A recent article, The Eucharist is about more than the real presence, by Thomas Reese, got a great deal of (deserved) pushback on social media recently. I normally wouldn't pay much attention to it, as Fr. Reese is famously one of those modern priests who likes talking about how to make theology relevant to the broader culture yet whose shaky grasp of theology is balanced by a nearly non-existent grasp of what is appealing to the broader culture. However, one paragraph in the article caught my attention:
Since my critics often accuse me of heresy, before I go further, let me affirm that I believe in the real presence of Christ in the Eucharist. I just don't believe in transubstantiation because I don't believe in prime matter, substantial forms and accidents that are part of Aristotelian metaphysics.
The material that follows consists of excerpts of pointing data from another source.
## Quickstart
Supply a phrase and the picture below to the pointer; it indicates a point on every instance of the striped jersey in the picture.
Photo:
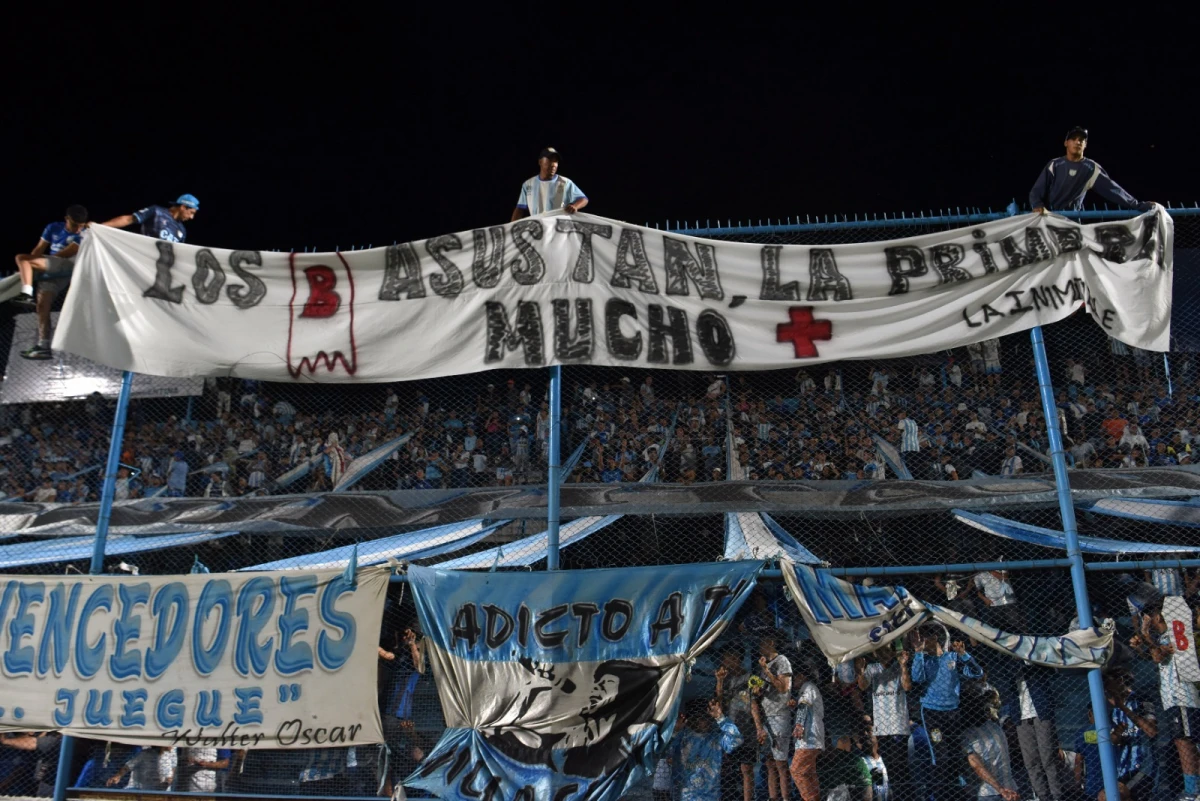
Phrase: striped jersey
(539, 197)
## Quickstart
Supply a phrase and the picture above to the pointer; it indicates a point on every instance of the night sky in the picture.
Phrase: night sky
(311, 128)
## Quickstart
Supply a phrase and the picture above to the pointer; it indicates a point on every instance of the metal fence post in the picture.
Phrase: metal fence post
(1078, 576)
(552, 477)
(66, 750)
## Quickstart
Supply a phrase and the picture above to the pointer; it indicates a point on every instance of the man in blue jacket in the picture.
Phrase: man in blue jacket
(942, 670)
(1063, 182)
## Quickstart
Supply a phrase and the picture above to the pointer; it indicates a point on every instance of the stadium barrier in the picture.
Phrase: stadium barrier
(989, 516)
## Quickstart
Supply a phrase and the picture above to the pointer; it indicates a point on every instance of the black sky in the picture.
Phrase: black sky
(333, 125)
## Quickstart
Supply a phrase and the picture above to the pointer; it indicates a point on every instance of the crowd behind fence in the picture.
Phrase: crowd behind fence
(897, 724)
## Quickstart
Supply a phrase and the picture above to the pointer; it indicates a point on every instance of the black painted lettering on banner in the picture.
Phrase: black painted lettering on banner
(487, 263)
(466, 625)
(498, 625)
(771, 287)
(402, 273)
(659, 331)
(585, 264)
(1067, 239)
(670, 619)
(585, 613)
(577, 347)
(255, 290)
(681, 265)
(1114, 241)
(825, 277)
(947, 259)
(619, 345)
(1018, 306)
(527, 332)
(715, 337)
(523, 616)
(528, 267)
(904, 263)
(1036, 250)
(618, 616)
(545, 638)
(449, 284)
(984, 253)
(715, 601)
(633, 246)
(207, 263)
(1152, 245)
(162, 288)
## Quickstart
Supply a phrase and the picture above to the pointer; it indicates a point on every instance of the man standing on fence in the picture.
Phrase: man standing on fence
(1063, 182)
(549, 191)
(165, 223)
(52, 260)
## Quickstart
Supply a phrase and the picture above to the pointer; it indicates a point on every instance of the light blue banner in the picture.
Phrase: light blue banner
(564, 685)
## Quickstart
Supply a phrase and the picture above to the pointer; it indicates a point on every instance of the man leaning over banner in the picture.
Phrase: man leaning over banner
(162, 222)
(52, 262)
(549, 191)
(888, 680)
(942, 669)
(1065, 180)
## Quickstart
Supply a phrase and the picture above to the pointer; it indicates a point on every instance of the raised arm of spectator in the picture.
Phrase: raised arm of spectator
(989, 780)
(1111, 191)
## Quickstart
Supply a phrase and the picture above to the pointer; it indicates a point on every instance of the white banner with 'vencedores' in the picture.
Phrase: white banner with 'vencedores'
(271, 660)
(582, 289)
As people have pointed out, the doctrine of transubstantiation isn't based on Aristotelian metaphysics; the Fourth Lateran Council defined it as a dogma before Aristotelianism had made a comeback, and the metaphysics of Aristotle himself doesn't have the resources for talking about transubstantiation. All the major scholastics had to make modifications to the metaphysics in order to discuss the doctrine. Thus transubstantiation makes no appeal to Aristotelian metaphysics, and the doctrine is not based on any considerations arising from Aristotelian metaphysics. But this wasn't really what caught my eye. What caught my eye was that the way real presence is being talked about here was a little odd. I couldn't figure why, at first, in part because Fr. Reese never explicitly says what he means by 'real presence', which obscures the oddity, but it was bugging me. And finally I realized it: Fr. Reese can say something like this paragraph because he doesn't know what 'real presence' means.
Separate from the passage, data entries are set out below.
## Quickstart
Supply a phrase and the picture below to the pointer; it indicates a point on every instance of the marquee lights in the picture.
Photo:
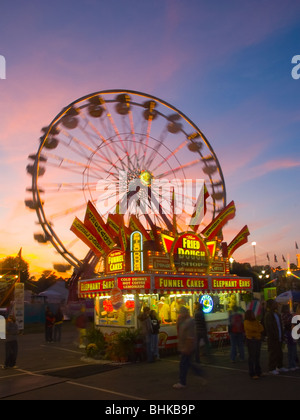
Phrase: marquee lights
(136, 251)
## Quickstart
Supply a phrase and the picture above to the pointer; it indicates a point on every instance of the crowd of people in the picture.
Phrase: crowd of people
(275, 326)
(245, 331)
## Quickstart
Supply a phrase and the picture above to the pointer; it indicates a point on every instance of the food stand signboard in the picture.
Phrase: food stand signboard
(115, 262)
(96, 286)
(189, 254)
(231, 283)
(180, 283)
(134, 282)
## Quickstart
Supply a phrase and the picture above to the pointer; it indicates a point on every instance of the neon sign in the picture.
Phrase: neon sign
(207, 303)
(136, 251)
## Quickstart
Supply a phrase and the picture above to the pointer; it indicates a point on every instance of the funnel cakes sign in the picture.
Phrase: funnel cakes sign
(189, 254)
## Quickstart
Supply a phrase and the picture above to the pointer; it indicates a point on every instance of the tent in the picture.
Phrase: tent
(286, 297)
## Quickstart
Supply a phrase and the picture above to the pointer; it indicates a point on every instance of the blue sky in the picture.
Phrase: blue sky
(224, 64)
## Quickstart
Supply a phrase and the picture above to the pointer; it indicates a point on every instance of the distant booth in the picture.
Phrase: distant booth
(185, 271)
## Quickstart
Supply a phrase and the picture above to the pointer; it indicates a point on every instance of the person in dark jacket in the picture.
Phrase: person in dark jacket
(11, 345)
(49, 323)
(201, 330)
(274, 332)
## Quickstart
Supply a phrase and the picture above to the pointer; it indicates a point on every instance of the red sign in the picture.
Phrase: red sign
(189, 254)
(96, 286)
(115, 261)
(134, 282)
(231, 283)
(180, 283)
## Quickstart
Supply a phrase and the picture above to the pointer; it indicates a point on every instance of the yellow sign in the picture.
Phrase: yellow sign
(136, 250)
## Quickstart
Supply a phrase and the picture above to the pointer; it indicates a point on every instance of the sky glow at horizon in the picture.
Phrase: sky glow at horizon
(225, 65)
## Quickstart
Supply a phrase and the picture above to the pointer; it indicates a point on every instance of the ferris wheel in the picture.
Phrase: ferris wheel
(116, 142)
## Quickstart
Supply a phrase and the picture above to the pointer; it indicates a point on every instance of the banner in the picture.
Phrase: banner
(95, 224)
(240, 239)
(87, 237)
(135, 224)
(200, 209)
(228, 213)
(123, 235)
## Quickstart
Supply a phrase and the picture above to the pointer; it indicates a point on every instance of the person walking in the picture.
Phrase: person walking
(201, 330)
(236, 334)
(287, 317)
(146, 328)
(186, 346)
(49, 323)
(274, 332)
(59, 318)
(11, 344)
(253, 331)
(154, 335)
(82, 322)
The give-away is that he dismisses 'prime matter', 'substantial forms', and 'accidents' as technical terms and contrasts these with 'real presence'. But the 'real' in 'real presence' is a technical term, not a colloquial one. It always has been. It does not mean 'genuine' or 'true'. (If you want to say that you believe that Christ is truly present in the Eucharist, you say, "Christ is truly present in the Eucharist". This is a precondition for real presence, but is a much weaker claim.) Saying you believe in the real presence is not equivalent to saying that you believe that Christ is really present in the Eucharist, if by that you are just using 'really' as a colloquial synonym for 'truly' or 'actually'. The real presence of Christ in the Eucharist is His being, Himself, in the Eucharist -- not merely in an extended sense, not merely by proxy, not merely by sign, not merely by action, not merely in part, but Christ, himself, in his very person, present in the Eucharist. A technical way to say this would be something like "Christ is present as res". That's where the word 'real' comes from. Another technical way to state it is that Christ is present in proprietate naturae et veritate substantiae, in His proper nature and true substance. Aquinas, with his typical simplicity, likes to describe it by saying, "Christ as a whole is in the sacrament" or "The entire Christ is in the sacrament."
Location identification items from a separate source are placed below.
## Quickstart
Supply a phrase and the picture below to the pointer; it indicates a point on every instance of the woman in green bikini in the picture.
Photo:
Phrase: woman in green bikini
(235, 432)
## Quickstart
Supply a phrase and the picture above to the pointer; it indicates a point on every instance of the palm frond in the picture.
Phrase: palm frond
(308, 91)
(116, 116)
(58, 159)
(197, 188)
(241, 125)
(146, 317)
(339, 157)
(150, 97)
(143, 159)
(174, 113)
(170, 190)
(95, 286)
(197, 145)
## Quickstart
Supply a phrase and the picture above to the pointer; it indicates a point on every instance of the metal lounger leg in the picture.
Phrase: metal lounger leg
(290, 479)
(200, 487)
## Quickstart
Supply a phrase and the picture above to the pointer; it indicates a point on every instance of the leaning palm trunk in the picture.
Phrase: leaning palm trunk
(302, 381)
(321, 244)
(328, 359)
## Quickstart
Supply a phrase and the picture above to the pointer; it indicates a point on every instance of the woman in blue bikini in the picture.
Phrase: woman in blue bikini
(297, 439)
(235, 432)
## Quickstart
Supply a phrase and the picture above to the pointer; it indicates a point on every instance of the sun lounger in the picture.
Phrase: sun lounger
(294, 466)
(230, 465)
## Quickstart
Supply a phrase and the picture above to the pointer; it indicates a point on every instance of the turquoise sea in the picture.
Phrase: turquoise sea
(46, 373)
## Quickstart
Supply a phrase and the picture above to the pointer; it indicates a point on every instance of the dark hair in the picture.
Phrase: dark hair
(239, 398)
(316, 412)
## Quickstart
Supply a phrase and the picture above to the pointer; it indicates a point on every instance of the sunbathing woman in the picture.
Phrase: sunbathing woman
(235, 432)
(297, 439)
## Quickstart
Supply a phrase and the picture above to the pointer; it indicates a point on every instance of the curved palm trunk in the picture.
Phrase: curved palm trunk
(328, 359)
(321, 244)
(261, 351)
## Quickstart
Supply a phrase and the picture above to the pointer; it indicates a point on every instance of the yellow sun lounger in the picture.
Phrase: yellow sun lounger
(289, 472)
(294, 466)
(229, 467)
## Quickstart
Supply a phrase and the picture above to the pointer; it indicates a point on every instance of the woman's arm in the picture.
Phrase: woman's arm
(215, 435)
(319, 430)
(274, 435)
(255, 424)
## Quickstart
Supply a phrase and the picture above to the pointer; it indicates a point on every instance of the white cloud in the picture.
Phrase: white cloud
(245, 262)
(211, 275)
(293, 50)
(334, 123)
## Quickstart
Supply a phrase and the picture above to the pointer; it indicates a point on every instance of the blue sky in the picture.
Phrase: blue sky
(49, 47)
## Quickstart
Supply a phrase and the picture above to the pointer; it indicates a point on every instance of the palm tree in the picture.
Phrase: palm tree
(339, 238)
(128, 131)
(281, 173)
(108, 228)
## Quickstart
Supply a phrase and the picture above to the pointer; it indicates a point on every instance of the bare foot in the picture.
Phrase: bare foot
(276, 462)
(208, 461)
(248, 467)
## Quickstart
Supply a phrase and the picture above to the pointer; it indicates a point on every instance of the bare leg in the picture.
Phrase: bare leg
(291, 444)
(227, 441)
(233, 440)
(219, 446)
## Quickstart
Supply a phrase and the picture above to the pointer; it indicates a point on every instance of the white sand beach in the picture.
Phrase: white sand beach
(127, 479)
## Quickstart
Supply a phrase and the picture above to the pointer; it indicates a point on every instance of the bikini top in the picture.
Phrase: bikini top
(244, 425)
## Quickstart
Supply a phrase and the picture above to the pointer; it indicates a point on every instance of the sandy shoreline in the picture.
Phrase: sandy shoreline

I suppose it's not surprising that contemporary Catholics show increasing confusion when asked about the real presence if the priests are misreading 'real presence' as a colloquial label rather than a technical label based on a highly specialized meaning of 'real'. And I suppose it's not surprising that Fr. Reese thinks the Eucharist is about more than the real presence if he doesn't understand that 'real presence' here is a technical philosophical way of indicating something like 'Christ Himself in the fullness of what He is'. But I also suppose that a man who doesn't know this probably should not be giving people advice about Eucharistic renewal.